Chromaffin paraganglia (also called chromaffin bodies) are connected with the ganglia of the sympathetic trunk and the ganglia of the celiac, renal, adrenal, aortic and hypogastric plexuses. They are concentrated near the adrenal glands and essentially function the same way as the adrenal medulla. They are sometimes found in connection with the ganglia of other sympathetic plexuses. None have been found with the sympathetic ganglia associated with the branches of the trigeminal nerve. The largest chromaffin paraganglion is the organ of Zuckerkandl, it is probably the largest source of circulating catecholamines in the fetus and young infants, and gradually atrophies to microscopic loci.

Nonchromaffin paraganglia include carotid bodies and aortic bodies, some are distributed in the ear, along the vagus nerve, in the larynx and at various other places.

==Clinical significance==
Tumors of the paraganglionic tissues are known as paragangliomas, though this term tends to imply the nonchromaffin type, and can occur at a number of sites throughout the body.

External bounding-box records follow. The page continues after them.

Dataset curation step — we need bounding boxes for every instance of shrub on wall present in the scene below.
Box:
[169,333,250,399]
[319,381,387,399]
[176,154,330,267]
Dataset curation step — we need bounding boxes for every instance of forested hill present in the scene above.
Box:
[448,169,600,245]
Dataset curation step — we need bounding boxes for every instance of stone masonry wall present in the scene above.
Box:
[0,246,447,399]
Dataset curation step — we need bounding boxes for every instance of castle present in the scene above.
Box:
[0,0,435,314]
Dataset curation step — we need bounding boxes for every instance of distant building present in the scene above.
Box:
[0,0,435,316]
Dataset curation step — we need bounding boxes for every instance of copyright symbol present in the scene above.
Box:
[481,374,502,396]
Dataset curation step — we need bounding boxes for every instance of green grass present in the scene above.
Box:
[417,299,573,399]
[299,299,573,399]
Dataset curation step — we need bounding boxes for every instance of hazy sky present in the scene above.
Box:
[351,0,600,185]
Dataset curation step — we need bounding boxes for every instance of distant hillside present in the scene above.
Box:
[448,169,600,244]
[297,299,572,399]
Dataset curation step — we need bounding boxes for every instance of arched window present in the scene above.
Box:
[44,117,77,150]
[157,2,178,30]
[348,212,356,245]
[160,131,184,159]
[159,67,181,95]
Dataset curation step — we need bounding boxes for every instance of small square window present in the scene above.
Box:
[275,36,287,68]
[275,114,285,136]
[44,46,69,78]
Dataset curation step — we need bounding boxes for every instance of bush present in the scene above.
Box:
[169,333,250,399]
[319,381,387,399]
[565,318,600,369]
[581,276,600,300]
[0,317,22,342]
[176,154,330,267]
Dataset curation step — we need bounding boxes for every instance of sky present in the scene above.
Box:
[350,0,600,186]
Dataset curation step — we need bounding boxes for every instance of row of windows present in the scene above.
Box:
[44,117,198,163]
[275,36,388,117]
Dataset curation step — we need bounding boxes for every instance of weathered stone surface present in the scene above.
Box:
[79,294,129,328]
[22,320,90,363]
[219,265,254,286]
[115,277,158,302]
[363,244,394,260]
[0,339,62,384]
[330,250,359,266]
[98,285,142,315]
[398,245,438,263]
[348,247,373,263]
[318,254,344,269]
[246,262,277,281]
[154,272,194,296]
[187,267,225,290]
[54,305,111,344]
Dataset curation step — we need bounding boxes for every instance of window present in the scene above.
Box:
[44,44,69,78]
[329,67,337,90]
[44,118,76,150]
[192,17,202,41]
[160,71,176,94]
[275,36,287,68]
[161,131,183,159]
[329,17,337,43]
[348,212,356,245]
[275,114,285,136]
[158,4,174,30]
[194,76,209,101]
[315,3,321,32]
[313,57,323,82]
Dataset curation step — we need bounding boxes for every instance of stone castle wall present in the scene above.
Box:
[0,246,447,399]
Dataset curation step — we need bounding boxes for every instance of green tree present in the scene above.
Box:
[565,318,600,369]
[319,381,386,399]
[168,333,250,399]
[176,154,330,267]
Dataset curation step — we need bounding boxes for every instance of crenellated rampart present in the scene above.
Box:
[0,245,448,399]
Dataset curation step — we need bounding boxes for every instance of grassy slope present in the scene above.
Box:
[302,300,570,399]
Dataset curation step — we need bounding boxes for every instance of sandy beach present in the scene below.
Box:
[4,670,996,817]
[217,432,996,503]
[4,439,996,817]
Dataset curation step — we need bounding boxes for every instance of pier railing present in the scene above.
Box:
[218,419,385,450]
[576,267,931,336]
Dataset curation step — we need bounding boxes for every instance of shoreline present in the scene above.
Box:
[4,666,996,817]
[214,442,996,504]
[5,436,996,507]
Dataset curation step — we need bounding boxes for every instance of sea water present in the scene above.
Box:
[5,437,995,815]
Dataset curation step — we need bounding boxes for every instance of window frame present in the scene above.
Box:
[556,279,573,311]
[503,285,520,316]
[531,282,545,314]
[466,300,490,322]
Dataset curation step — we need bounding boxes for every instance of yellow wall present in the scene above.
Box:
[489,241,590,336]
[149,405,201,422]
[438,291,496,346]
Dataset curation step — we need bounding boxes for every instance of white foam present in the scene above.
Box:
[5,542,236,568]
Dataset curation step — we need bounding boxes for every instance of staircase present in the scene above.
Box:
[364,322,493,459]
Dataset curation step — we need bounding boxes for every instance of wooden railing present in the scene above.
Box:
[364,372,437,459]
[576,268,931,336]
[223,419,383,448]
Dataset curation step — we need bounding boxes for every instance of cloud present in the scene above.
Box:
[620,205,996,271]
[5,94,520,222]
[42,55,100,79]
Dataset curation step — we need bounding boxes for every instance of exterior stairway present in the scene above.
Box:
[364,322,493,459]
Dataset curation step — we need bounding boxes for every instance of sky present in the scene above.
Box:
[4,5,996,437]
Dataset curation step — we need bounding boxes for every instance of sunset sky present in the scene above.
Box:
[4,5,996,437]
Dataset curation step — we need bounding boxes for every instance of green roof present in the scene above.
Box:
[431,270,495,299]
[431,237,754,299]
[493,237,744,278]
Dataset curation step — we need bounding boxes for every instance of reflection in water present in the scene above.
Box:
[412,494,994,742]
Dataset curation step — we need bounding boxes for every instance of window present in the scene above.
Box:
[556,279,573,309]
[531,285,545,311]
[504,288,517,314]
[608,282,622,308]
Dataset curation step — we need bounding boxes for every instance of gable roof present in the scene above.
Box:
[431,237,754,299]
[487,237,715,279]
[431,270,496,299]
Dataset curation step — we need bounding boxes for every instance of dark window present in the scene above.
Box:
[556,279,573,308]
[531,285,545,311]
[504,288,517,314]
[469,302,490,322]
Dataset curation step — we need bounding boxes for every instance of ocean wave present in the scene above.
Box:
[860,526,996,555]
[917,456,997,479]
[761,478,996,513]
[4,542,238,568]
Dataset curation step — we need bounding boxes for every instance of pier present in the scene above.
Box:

Chromaffin paragangliomas are issued from chromaffin cells, and are known as pheochromocytomas. Adrenal pheochromocytomas are usually benign while extra-adrenal ones are more malignant. They are most of the time in the adrenals, and only rarely outside of the abdomen. They usually secrete hormones and estimates of a familial history vary.

Nonchromaffin paragangliomas are usually benign. They are generally present at the head and neck, most often at carotid body or jugulo-tympanic, they rarely secrete hormones and commonly have a familial history.